Lisez l’article Intolérance dans le grand Dictionnaire encyclopédique. Lisez le Traité de la Tolérance composé à l’occasion de l’affreux assassinat de Jean Calas, citoyen de Toulouse[2] ; et si après cela vous admettez la persécution en matière de religion, comparez-vous hardiment à Ravaillac. Vous savez que ce Ravaillac était fort intolérant.

Voici la substance de tous les discours que tiennent les intolérants :

Quoi ! monstre qui seras brûlé à tout jamais dans l’autre monde, et que je ferai brûler dans celui-ci dès que je le pourrai, tu as l’insolence de lire de Thou et Bayle, qui sont mis à l’index à Rome ! Quand je te prêchais, de la part de Dieu, que Samson avait tué mille Philistins avec une mâchoire d’âne, ta tête, plus dure que l’arsenal dont Samson avait tiré ses armes, m’a fait connaître, par un léger mouvement de gauche à droite, que tu n’en croyais rien.

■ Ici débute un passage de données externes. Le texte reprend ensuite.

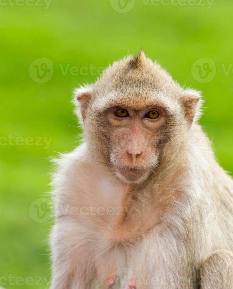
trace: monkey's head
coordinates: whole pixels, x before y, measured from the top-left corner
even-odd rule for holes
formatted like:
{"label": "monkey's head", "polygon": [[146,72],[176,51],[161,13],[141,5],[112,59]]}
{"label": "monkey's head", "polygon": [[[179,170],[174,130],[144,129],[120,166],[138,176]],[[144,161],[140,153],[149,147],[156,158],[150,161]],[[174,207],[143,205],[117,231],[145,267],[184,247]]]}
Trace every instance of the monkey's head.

Et quand je disais que le diable Asmodée, qui tordit le cou, par jalousie, aux sept maris de Saraï chez les Mèdes, était enchaîné dans la haute Égypte, j’ai vu une petite contraction de tes lèvres, nommée en latin cachinnus, me signifier que dans le fond de l’âme l’histoire d’Asmodée t’était en dérision.

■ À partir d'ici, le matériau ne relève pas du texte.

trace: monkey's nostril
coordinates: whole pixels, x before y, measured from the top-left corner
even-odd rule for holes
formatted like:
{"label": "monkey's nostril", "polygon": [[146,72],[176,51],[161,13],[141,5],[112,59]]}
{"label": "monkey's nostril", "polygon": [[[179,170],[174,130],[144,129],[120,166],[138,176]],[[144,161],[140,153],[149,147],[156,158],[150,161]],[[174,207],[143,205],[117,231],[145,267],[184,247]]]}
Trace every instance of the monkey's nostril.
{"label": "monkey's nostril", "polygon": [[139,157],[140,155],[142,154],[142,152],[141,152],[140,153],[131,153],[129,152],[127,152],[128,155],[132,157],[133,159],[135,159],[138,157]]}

Et vous, Isaac Newton ; Frédéric le Grand, roi de Prusse, électeur de Brandebourg ; Jean Locke ; impératrice de Russie[3], victorieuse des Ottomans ; Jean Milton ; bienfaisant monarque de Danemark[4] ; Shakespeare ; sage roi de Suède[5] ; Leibnitz ; auguste maison de Brunswick ; Tillotson ; empereur de la Chine[6] ; parlement d’Angleterre ; conseil du Grand Mogol ; vous tous enfin qui ne croyez pas un mot de ce que j’ai enseigné dans mes cahiers de théologie, je vous déclare que je vous regarde tous comme des païens ou comme des commis de la douane, ainsi que je vous l’ai dit souvent pour le buriner dans votre dure cervelle. Vous êtes des scélérats endurcis ; vous irez tous dans la géhenne où le ver ne meurt point, et où le feu ne s’éteint point : car j’ai raison, et vous avez tous tort ; car j’ai la grâce, et vous ne l’avez pas. Je confesse trois dévotes de mon quartier, et vous n’en confessez pas une. J’ai fait des mandements d’évêques[7] et vous n’en avez jamais fait ; j’ai dit des injures des halles aux philosophes, et vous les avez protégés, ou imités, ou égalés ; j’ai fait de pieux libelles diffamatoires, farcis des plus infâmes calomnies, et vous ne les avez jamais lus. Je dis la messe tous les jours en latin pour douze sous, et vous n’y assistez pas plus que Cicéron, Caton, Pompée, César, Horace et Virgile n’y ont assisté : par conséquent vous méritez qu’on vous coupe le poing, qu’on vous arrache la langue, qu’on vous mette à la torture, et qu’on vous brûle à petit feu, car Dieu est miséricordieux.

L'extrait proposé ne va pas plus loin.